You are viewing a plain text version of this content. The canonical link for it is here.
Posted to issues@lucene.apache.org by "Adrien Grand (Jira)" <ji...@apache.org> on 2019/12/11 09:58:00 UTC

[jira] [Commented] (LUCENE-9087) Should the BKD tree use a fixed maxPointsInLeafNode?

    [ https://issues.apache.org/jira/browse/LUCENE-9087?page=com.atlassian.jira.plugin.system.issuetabpanels:comment-tabpanel&focusedCommentId=16993378#comment-16993378 ] 

Adrien Grand commented on LUCENE-9087:
--------------------------------------

I wouldn't worry about the transient write-time memory usage. We need to record the split values (let's say 8 bytes) for each inner node and the file pointer (8 bytes) for each leaf node. Assuming a single-valued field and 128 points per leaf (4x less than today) this gives maxDoc/128*(8+8)=maxDoc/8 which is the same memory usage as a bitset.

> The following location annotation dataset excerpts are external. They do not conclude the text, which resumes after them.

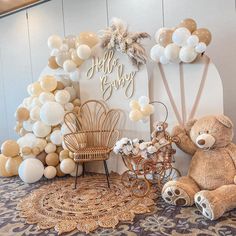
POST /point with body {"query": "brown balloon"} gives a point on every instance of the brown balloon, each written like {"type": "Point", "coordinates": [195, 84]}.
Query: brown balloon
{"type": "Point", "coordinates": [88, 38]}
{"type": "Point", "coordinates": [10, 148]}
{"type": "Point", "coordinates": [165, 37]}
{"type": "Point", "coordinates": [22, 114]}
{"type": "Point", "coordinates": [189, 23]}
{"type": "Point", "coordinates": [52, 63]}
{"type": "Point", "coordinates": [204, 35]}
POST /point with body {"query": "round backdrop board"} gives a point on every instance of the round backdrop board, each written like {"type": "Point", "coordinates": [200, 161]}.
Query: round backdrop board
{"type": "Point", "coordinates": [210, 98]}
{"type": "Point", "coordinates": [111, 77]}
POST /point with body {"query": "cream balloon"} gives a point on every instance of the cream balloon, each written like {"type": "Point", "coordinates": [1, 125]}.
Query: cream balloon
{"type": "Point", "coordinates": [52, 113]}
{"type": "Point", "coordinates": [31, 170]}
{"type": "Point", "coordinates": [40, 129]}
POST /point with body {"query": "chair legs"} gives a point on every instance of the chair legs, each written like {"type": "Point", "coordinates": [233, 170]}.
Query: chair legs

We already allocate bitsets of size maxDoc for the handling of deleted documents, so I don't think allocating similar amounts of memory for points would be an issue.

 The read time memory usage is a more interesting question to me, since this one is permanent and adds up across fields and segments. One nice property of the BKD packed index is that it only seeks forward, so I wonder that we might be able to load it off-heap all the time, not only for MMapDirectory. Then if the BKD index was always off-heap, memory usage would no longer be a concern and we could feel more free to reduce the number of points in leaf nodes to improve performance?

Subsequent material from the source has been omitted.